Reading handwritten POs without losing your mind
The handwritten PO is the test case nobody wants to talk about. Every distributor has three customers who fax in POs. Or print them, write quantities in pen, scan them, and email the PDF. Or photograph them with a phone, sideways, with a coffee mug in the frame.
These POs don't have machine-readable text. The "PDF" is an image embedded in a PDF wrapper. OCR on most of them returns garbage. For years the answer was "make Marcia type them." Now the answer is "make Marcia validate Claude's read of them."
SideQuest uses Claude's vision model directly on the image, with no OCR layer in between. That matters because OCR is brittle in ways that vision models aren't. OCR sees "0" and "O" as different glyphs and gets confused at low resolution. OCR breaks on tables when the cells aren't pixel-aligned. OCR can't read handwriting. The vision model handles all of these because it reads the image the way a person does: pattern-recognizing characters in context.
The flow
Here's the actual path for a scanned PO that hit our pipeline this morning:
- Email arrives in the
purchase-ordersGmail label with a PNG attachment. - Parser tries to extract text from the attachment with pdfplumber, then PyPDF, then Tika.
- All three return empty, because the attachment is a raster image.
- Parser sets
is_likely_handwritten_or_scanned: trueand passes the raw image to Claude. - Claude reads the image, returns a structured list of line items, customer name, PO number, ship date.

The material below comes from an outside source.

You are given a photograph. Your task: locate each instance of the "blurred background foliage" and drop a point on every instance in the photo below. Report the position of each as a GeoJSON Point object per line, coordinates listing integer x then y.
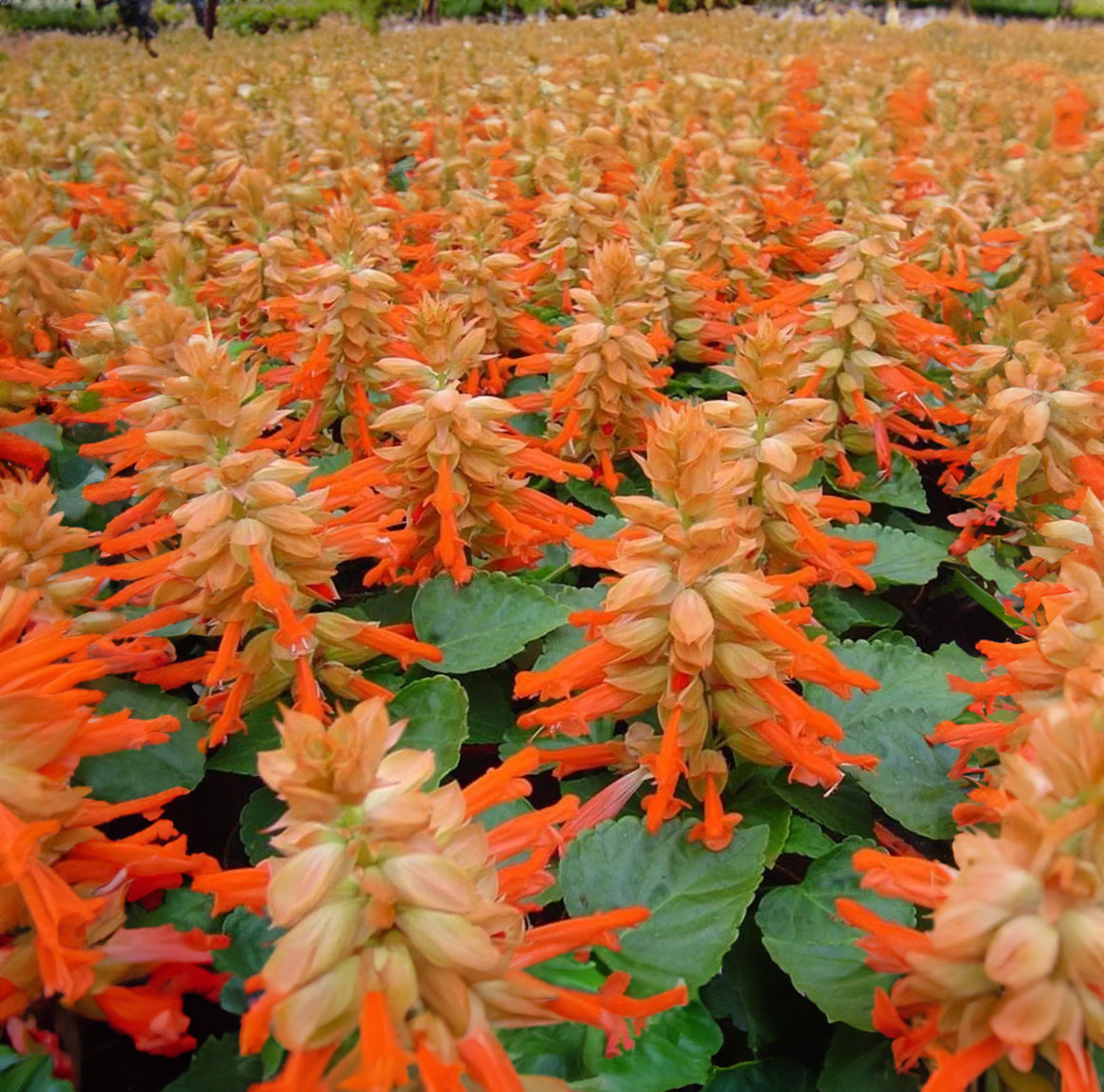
{"type": "Point", "coordinates": [260, 16]}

- Structured output goes into the standard matcher pipeline (exact SKU → cross-ref → description).
The PO from this morning was from Datamoto. Letterhead with their address. Vendor block. Two line items: DM19012 Rollerblade × 10 @ $123 and DM78123 Gas Can Sunglasses × 5 @ $90. Sub Total $1,680. Claude read every field correctly on the first pass.
Where it still trips
Two patterns we watch for.
Sideways or rotated images. A customer takes a phone photo of a PO lying flat on a desk, and the image is landscape when the PO is portrait. Claude handles this fine. But a customer who scans a stack of POs in a feeder and the feeder skews one of them: the skewed PO sometimes reads with column drift, where the qty for line 2 appears under line 1. We mitigate by always returning confidence per line and requiring rep review when confidence drops below threshold.

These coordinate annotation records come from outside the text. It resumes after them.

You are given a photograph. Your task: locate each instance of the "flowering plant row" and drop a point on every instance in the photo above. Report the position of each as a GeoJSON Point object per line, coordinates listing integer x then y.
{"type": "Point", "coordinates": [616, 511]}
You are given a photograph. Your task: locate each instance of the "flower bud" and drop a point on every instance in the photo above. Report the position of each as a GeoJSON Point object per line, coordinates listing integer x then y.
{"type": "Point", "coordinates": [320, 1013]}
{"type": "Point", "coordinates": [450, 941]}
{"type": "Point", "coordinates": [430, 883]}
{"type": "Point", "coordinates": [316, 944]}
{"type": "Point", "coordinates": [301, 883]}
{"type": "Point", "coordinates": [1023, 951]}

Mixed printed and handwritten. A printed PO with hand-corrected quantities. Qty: 50 with the 50 crossed out and 75 written above. Vision models handle this less reliably than fully-printed or fully-handwritten POs, because they have to choose which value to trust. Our heuristic: if both values appear, use the handwritten one (which is the customer's correction) and flag the line for review.
The cost question
Running every PO through a vision model isn't free. We don't do it unless the cheaper text-extraction pipeline returns empty. That's why the order matters: try the cheap path first, only escalate to vision when the cheap path fails. Across our customers, about 18% of POs hit the vision path. The other 82% are machine-readable PDFs or HTML emails that parse for fractions of a cent.
What this changes for a distributor: the "I'll just retype it" tax on scanned POs goes away. Marcia no longer has a queue of 8 scanned POs she's been avoiding because they're annoying to enter. The 8 POs get drafted, surface in her review queue with confidence scores, and she handles them in the same flow as everything else.
The bar isn't "no human ever touches a scanned PO again." The bar is "the human reviews structured output, doesn't transcribe raw images." Smaller difference. Bigger impact.